Nor was this treatment limited to those only having fundraising potential. The Cater address book was the source of the country’s leading intellectual leaders of the time. Friends like writer Toni Morrison, journalist Lou Cannon, poet Wilbur Wright, columnist Meg Greenfield, historian John Hope Franklin, Washington Post editor Phil Geyelin, academic Adam Yarmolinsky, Claremont Graduate University’s John Maguire, and the United Nation’s environmental leader, Maurice Strong all came to Chestertown for some Cater hospitality. And those Cater salons and workshops, including the Aspen Institute Wye Faculty Seminars, made this small college one of the brightest intellectual hubs on the East Coast at the time.
That name-dropping exercise did far more than add a certain panache or pride with students and faculty; it was the Cater calculation that this flow of America’s best and brightest would produce what Washington College needed most – money. And they were right.
As the school’s profile rose in the New York Times and Washington Post pages, so did its funding. The Caters found financing for a new Decker science building, the Larrabee arts center, a Chester River pavilion, a new aquatic center, six new dormitories, and the school’s flagship Casey Academic building. They restored the school’s historic William Smith Hall, the O’Neil literary center, and renovated its administrative Bunting Hall. And with the help of notable board members such as Chestertown’s Christian Havemeyer and Turner Construction’s Howard Turner, the campus was physically united with the closing of Gibson Avenue with Mayor Elmer Horsey’s blessing.
The school’s endowment and scholarship funding also saw that growth trend. With only $14 million in principal at the start of the Cater years, an embarrassingly small number for a school over two hundred years old, that number was close to $100 million in the year they retired. Dozens of new scholarship funds opened up, many addressing the need to support minority students to improve the school’s painful lack of diversity significantly.

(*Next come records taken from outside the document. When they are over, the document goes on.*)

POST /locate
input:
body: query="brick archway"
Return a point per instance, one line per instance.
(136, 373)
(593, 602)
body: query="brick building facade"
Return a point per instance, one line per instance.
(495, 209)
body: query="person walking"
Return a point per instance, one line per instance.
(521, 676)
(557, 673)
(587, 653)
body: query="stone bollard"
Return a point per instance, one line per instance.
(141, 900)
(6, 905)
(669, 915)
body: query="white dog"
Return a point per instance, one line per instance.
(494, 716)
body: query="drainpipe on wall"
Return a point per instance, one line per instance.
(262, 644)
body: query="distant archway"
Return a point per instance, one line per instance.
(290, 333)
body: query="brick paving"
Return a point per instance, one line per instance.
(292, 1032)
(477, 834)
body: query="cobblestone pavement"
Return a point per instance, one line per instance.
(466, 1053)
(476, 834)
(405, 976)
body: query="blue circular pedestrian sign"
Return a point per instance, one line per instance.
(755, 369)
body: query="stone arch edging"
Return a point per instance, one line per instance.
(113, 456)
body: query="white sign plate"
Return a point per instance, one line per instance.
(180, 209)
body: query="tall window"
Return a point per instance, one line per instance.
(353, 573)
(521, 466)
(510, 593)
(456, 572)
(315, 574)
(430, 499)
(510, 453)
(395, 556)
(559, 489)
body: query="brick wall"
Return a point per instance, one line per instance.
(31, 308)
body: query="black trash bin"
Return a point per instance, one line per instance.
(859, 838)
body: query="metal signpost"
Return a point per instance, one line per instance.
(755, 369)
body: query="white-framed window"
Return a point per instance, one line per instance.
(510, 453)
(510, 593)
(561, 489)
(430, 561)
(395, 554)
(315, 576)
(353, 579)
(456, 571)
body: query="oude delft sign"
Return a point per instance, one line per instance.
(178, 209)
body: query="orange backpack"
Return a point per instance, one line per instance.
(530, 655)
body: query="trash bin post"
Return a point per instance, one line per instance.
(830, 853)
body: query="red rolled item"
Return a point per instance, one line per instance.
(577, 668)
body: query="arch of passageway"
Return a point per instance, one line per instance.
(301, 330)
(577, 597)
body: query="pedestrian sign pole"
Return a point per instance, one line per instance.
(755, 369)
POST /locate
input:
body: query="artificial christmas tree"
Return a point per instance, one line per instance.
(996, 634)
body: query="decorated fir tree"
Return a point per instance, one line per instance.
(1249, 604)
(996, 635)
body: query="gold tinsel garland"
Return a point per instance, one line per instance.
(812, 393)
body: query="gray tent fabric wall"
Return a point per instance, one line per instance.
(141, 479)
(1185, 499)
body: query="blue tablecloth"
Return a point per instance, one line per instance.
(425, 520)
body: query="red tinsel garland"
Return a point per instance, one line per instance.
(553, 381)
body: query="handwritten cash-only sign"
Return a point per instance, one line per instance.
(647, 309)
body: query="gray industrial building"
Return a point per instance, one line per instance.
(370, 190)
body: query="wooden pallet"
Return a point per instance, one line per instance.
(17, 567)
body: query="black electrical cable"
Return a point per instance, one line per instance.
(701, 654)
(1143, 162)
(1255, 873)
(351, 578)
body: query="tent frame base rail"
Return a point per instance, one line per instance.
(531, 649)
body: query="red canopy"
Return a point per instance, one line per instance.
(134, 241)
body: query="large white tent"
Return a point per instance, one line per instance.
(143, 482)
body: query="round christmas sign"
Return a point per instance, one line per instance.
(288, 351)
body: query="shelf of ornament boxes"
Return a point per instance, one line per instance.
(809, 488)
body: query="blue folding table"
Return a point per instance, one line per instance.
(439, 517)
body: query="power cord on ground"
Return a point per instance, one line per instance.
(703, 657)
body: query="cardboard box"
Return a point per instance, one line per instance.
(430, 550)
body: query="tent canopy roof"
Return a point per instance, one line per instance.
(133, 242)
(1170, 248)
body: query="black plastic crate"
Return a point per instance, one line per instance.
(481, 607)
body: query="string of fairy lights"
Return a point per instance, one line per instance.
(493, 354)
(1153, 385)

And finally, the Caters challenged the school’s alumni to step forward with operational support. From having only 25% of the school’s graduates donating in 1982, that number grew to 54% over time. Not only was this one of more satisfying accomplishments for Libby and Douglass, but it also set records. In their last year, the school joined the company of Dartmouth and Princeton in the top five schools with the highest percentage of alumni giving. It was also when WC alumni like the head of Bell Labs William Baker, CEO Bill Johnson of IC Industries, and even Hollywood’s Linda Hamilton came back to the fold to help a school they had long forgotten.
With news of Libby Cater’s passing last week, an essential chapter of Eastern Shore history has come to a close. Like most institutional memory, the Caters years have invariably faded over time. Still, it is hard for those of us who were fortunate to witness this extraordinary act of stewardship not to believe that for one brief shining moment, the stars had aligned for this unique school, and it was finally getting what it had always deserved.
Dave Wheelan served as Vice President of Development and College Relations during the Cater years of 1984-1990. He now is the publisher of the Spy Newspapers.
John Fischer says
Nice piece, Dave. One can feel the admiration and respect.
David Tull says
Nice article
Maureen Curry says
Dave – what a beautifully written article, thank you!
Ross Jones says
Having had the pleasure of knowing both Doug and Libby, I was so pleased to read your words of tribute and admiration for their extraordinary commitment to Washington College and Maryland’s Eastern Shore. A lovely piece.